Data Orchestrate

A distributed file management system for seamless file synchronization, processing and storage across multiple devices. Data Orchestrate is designed for environments where files need to be uploaded, processed (including text extraction from PDFs) and synchronized in real-time between several devices, with robust metadata tracking and notification support.

Requirements

Java 17 or higher
Maven 3.8 or higher
Kafka
MongoDB Atlas account (cloud-hosted)
(Optional) Docker & Docker Compose (for containerized deployments)
(Optional) Kubernetes & Minikube (for local or cloud orchestration)

Note: Docker, Kubernetes and Minikube deployment files are available in the containerized branch of this repository.

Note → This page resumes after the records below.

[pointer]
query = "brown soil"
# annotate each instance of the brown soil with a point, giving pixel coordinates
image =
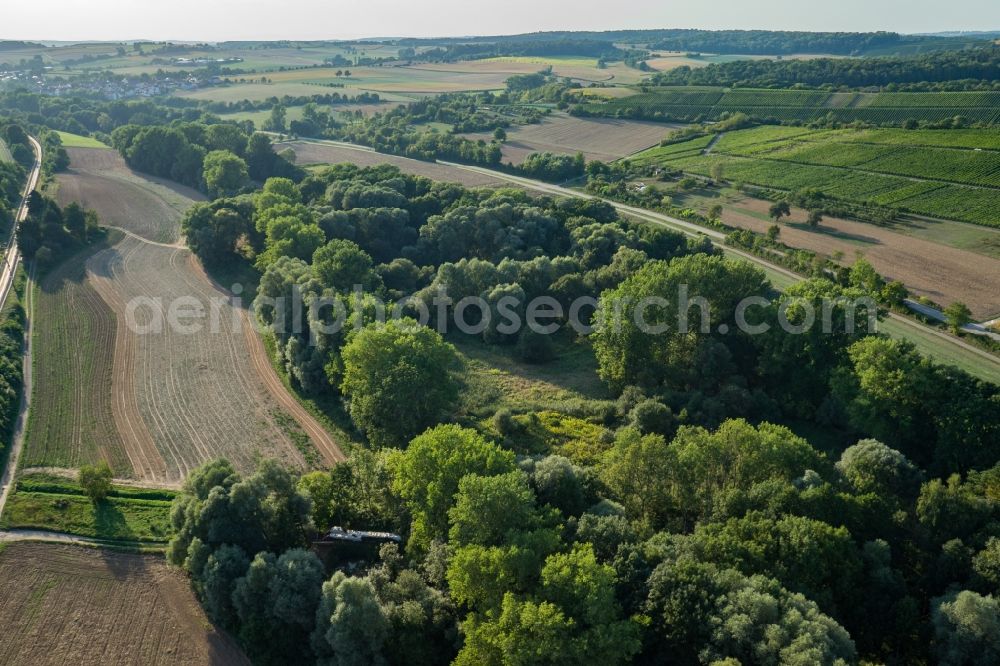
(604, 139)
(320, 153)
(199, 393)
(72, 605)
(941, 273)
(100, 180)
(75, 422)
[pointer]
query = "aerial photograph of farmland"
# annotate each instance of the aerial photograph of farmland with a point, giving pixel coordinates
(392, 334)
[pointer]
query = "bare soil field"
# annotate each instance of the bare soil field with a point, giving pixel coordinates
(74, 342)
(73, 605)
(309, 152)
(155, 405)
(98, 178)
(189, 391)
(604, 139)
(943, 274)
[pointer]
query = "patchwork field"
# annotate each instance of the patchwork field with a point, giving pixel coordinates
(98, 178)
(154, 401)
(692, 103)
(604, 139)
(72, 605)
(926, 172)
(943, 274)
(317, 152)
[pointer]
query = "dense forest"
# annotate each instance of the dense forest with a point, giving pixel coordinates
(970, 69)
(761, 499)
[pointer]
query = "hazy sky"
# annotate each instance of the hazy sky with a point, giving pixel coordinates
(217, 20)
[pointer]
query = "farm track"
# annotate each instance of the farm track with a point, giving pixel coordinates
(194, 390)
(175, 398)
(262, 363)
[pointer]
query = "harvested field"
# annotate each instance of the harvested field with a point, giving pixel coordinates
(161, 403)
(190, 391)
(74, 342)
(98, 178)
(313, 152)
(602, 139)
(72, 605)
(943, 274)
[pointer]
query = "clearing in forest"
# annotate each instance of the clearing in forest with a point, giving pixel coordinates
(73, 605)
(320, 152)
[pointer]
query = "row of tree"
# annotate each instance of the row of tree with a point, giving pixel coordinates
(968, 69)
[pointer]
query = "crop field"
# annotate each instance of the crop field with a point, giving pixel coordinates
(99, 179)
(77, 141)
(185, 394)
(320, 152)
(686, 104)
(168, 401)
(907, 169)
(73, 605)
(926, 266)
(604, 139)
(75, 326)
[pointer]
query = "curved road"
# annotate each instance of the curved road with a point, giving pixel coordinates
(692, 229)
(11, 259)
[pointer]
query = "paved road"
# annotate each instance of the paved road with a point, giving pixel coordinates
(718, 238)
(11, 259)
(691, 229)
(937, 315)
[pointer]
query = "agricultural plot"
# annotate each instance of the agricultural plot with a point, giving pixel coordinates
(99, 179)
(77, 141)
(153, 405)
(74, 346)
(927, 267)
(66, 604)
(602, 139)
(320, 152)
(910, 170)
(191, 391)
(685, 104)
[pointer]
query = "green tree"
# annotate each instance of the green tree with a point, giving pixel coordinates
(276, 122)
(96, 480)
(341, 264)
(872, 467)
(958, 315)
(646, 334)
(351, 628)
(428, 472)
(276, 603)
(393, 364)
(966, 629)
(224, 173)
(778, 210)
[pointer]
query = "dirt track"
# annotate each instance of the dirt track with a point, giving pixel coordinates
(100, 180)
(604, 139)
(175, 398)
(941, 273)
(74, 605)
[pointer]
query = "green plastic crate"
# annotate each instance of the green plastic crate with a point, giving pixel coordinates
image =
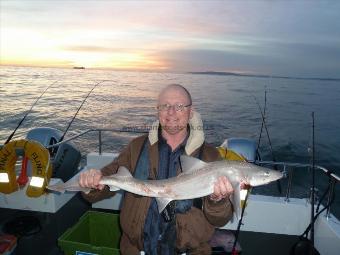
(95, 232)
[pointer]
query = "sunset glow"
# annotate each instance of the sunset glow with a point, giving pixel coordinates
(173, 35)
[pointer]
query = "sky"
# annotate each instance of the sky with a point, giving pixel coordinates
(286, 38)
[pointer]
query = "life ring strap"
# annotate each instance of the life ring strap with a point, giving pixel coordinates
(41, 167)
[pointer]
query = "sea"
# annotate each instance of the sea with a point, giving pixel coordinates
(230, 106)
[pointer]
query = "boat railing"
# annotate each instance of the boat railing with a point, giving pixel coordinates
(289, 174)
(333, 178)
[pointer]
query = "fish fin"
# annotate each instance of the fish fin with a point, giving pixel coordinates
(68, 186)
(236, 200)
(190, 164)
(162, 203)
(122, 172)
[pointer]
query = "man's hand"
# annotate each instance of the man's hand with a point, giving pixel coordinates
(90, 179)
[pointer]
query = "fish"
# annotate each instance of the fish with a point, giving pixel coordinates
(196, 180)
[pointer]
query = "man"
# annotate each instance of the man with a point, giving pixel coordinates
(183, 226)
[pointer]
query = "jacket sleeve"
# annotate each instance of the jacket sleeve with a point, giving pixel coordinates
(122, 160)
(217, 213)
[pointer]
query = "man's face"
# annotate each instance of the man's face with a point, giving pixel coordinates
(173, 121)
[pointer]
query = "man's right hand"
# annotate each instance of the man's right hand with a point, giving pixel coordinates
(90, 179)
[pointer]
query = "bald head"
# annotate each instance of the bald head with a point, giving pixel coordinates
(175, 89)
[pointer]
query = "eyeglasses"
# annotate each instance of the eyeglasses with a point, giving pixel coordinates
(176, 107)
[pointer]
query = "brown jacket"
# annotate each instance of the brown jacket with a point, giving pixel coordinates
(194, 228)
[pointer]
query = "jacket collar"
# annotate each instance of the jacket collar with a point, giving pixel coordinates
(195, 139)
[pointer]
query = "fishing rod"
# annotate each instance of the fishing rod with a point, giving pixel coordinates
(264, 114)
(264, 123)
(313, 182)
(70, 123)
(22, 120)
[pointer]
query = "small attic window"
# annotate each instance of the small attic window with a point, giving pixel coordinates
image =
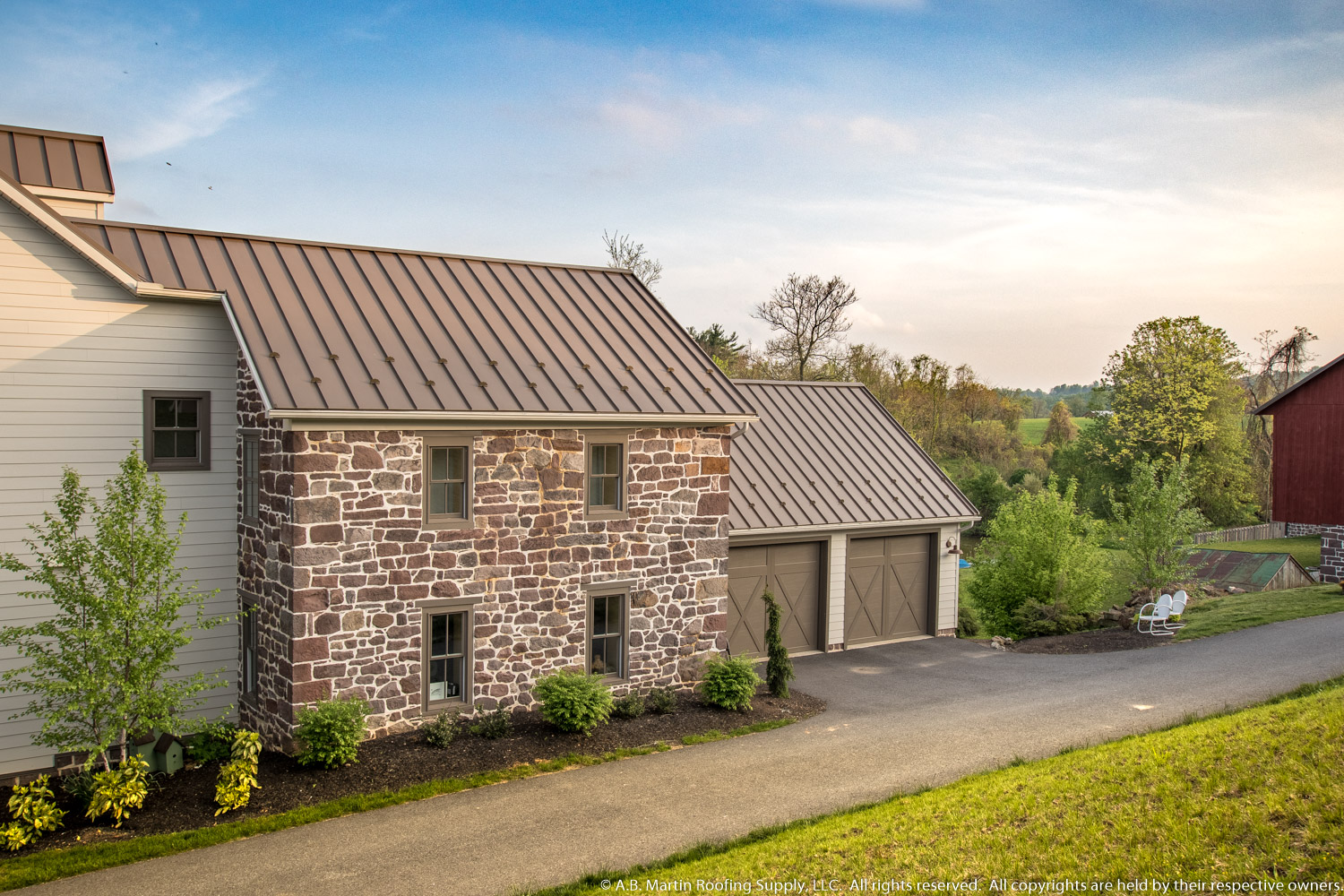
(177, 429)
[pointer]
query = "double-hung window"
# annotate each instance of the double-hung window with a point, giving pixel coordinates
(448, 481)
(446, 656)
(177, 430)
(607, 633)
(605, 485)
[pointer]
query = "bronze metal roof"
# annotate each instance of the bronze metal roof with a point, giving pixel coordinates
(830, 454)
(56, 159)
(336, 328)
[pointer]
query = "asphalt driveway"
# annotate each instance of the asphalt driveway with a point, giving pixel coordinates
(900, 716)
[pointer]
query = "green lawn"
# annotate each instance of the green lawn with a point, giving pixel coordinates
(1258, 607)
(1246, 796)
(1305, 548)
(1034, 427)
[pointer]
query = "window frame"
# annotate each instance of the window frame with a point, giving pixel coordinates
(623, 509)
(169, 463)
(449, 520)
(247, 686)
(252, 487)
(605, 591)
(430, 608)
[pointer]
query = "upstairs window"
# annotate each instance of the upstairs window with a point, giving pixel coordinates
(448, 482)
(177, 430)
(605, 485)
(252, 476)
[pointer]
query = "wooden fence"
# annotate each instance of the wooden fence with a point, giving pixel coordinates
(1244, 533)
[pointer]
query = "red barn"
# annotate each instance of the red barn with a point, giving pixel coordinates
(1309, 460)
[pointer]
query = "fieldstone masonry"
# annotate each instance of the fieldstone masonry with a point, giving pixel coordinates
(1332, 554)
(339, 559)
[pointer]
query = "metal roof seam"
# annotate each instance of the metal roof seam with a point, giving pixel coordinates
(521, 316)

Switch to that branch to access and use them.

Containerization & Orchestration

Data Orchestrate supports containerized deployment using Docker and orchestration via Docker Compose and Kubernetes (including Minikube for local development).

Docker & Docker Compose

All core services (Kafka, Zookeeper, file-upload, processing, storage, notification, orchestrator) are containerized.
Use the provided deployment/docker-compose.yml to spin up the full stack for local or development use.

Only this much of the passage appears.